Over the last decade or so, the United States has been increasingly plagued with drug shortages. Sometimes the scarce medications are pricey brand-name products, but frequently enough hospitals and pharmacies run low on common generic medications. One reader has encountered an atenolol shortage.
How Will an Atenolol Shortage Affect You?
Q. I recently tried to refill my prescription for atenolol and was informed there was a nationwide shortage. My drugstore was out of it.
Years ago, after trying many other prescriptions, atenolol was the only thing that worked to control my elevated blood pressure. As a side benefit, it also toned down my essential tremor.
I am loath to switch to metoprolol and hope I can find more atenolol soon. Too much adrenaline causes my elevated blood pressure. Will metoprolol act on adrenaline?
Is there any indication when this atenolol shortage will end?

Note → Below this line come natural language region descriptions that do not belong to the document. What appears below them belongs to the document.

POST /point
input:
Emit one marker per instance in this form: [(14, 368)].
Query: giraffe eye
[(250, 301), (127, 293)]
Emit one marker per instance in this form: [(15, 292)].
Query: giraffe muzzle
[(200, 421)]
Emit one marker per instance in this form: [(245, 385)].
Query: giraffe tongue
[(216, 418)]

An End to the Atenolol Shortage:
A. Drug shortages have become commonplace, even for old generic drugs like atenolol. The FDA anticipates that atenolol should become available again in February, 2018.
In the meantime, metoprolol might substitute, though your doctor will need to make that determination. Atenolol and metoprolol are both beta-blockers, which means that both block excess adrenaline. Both medications are used to treat high blood pressure and chest pain (angina) due to clogged coronary arteries. They are not identical, however, and your physician would need to determine an appropriate dosage of the metoprolol if that is what you must take until the atenolol shortage has eased.